As with any war, the civilian population is suffering horrendous hardships. According to the Ukrainian Minister of Education, 211 schools have been damaged or destroyed, and media footage shows Russian strikes hitting kindergartens. The Chernihiv regional administration reported that the Russian air force was employing FAB-500 unguided bombs against targets in the city, and according to Human Rights Watch, civilians in Mariupol have now been without water and power for almost a week. President Zelenskyy talked of children dying of thirst. Today the estimated number of Ukrainian civilians killed or injured stands at more than 1,000, but the true figure is expected to be much higher, and I am afraid that worse is likely to come. It is for that reason that the UK will increase its funding for Ukraine to £220 million, which includes £120 million of humanitarian aid. That will make the United Kingdom the single biggest bilateral humanitarian donor to Ukraine. We are also supporting humanitarian work with the Polish and Romanian Governments on the borders.
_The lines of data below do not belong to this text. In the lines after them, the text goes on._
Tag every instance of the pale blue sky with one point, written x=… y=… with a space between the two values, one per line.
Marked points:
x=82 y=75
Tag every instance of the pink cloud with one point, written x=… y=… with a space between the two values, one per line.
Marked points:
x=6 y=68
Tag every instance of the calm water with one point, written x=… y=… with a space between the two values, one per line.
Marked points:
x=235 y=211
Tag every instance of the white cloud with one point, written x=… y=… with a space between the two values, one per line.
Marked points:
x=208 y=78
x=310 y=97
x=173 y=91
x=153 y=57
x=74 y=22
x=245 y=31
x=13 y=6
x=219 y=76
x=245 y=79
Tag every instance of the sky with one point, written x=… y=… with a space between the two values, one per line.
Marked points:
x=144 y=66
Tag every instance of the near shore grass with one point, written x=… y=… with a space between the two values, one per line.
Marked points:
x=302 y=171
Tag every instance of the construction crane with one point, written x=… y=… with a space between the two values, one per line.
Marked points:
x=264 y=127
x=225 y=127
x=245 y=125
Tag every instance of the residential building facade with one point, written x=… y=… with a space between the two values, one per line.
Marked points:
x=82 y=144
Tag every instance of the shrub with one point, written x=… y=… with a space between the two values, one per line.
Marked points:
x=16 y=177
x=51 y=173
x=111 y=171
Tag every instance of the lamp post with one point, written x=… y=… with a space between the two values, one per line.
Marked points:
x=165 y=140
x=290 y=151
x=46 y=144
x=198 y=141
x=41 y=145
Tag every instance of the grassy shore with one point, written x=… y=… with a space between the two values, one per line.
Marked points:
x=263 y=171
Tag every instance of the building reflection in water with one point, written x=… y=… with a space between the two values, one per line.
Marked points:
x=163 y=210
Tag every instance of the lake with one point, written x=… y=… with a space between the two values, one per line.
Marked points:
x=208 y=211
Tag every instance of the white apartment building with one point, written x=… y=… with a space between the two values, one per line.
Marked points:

As I said in my last statement, we still believe that it is worth trying to build diplomatic pressure on Russia. This week, my good friend the Prime Minister met the Prime Ministers of Canada, the Netherlands and Poland. He also spoke to the leaders of France, Germany and the United States, and the Prime Ministers of Hungary, Slovakia and the Czech Republic. The Foreign Secretary is in Washington at the G7, and also attended the NATO Foreign Ministers meeting earlier this month. I myself met the Ukrainian Ambassador just this morning. President Putin should be and can be in no doubt that the international community is united against his actions. It remains strong, and will not back down.
As well as giving direct military support to Ukraine, we continue to bolster our contribution towards NATO’s collective security. NATO Defence Ministers will gather next week in Brussels to discuss the next steps. The UK is doing its bit in giving military support and reassurance to its allies. We are currently supplying significant air power to NATO, including increased air patrols, with both Typhoons and F-35s for NATO air policing. We have also deployed four additional Typhoons to Cyprus to patrol NATO’s eastern border, and have sent an additional 800 troops to Estonia. Over the last week, Apache and Chinook helicopters were involved in exercises in Estonia. Meanwhile, HMS Diamond has sailed to the eastern Mediterranean, HMS Northumberland is taking part in a northern deployment, and HMS Grimsby is in the Norwegian sea supporting NATO mine countermeasures.
On Monday HMS Prince of Wales, RFA Tidesurge and HMS Defender joined HMS Albion and RFA Mounts Bay for Exercise Cold Response, a multinational exercise off the coast of Norway, and HMS Richmond will be exercising with the Joint Expeditionary Force. We have put over 1,000 more British troops on readiness to support humanitarian responses in the bordering countries. Britain’s contribution to NATO is significant and enduring. It is important at this time that, in order to maximise our reassurance and resilience effect, we co-ordinate through NATO and the Supreme Allied Commander Europe.
Few of us will not have been moved by President Zelenskyy’s speech yesterday. His people are fighting for their very survival. His country is united against this aggression, and it is indeed his country’s darkest hour. Yesterday I saw footage of a Russian armoured train, bristling with guns, heading towards Mariupol. A single brave Ukrainian woman ran to the train and shouted “Slava Ukraini”—unmoved, unintimidated by the guns. That woman’s bravery should inspire us all.
I know that many of our constituents, and our colleagues, are fearful of what will happen next. President Putin and the Kremlin continue to threaten countries that offer help to Ukraine. Their military campaign will, I am afraid, become more brutal and more indiscriminate, but it is my firm belief that our strength to stand up to such bullying comes from our alliances. As long as we stand united, both as a House and as the international community, the Kremlin’s threats cannot hurt us. We should take strength from the peoples right across Europe who are standing shoulder to shoulder to protect our values—our freedom, our tolerance, our democracy and our free press. That is our shield.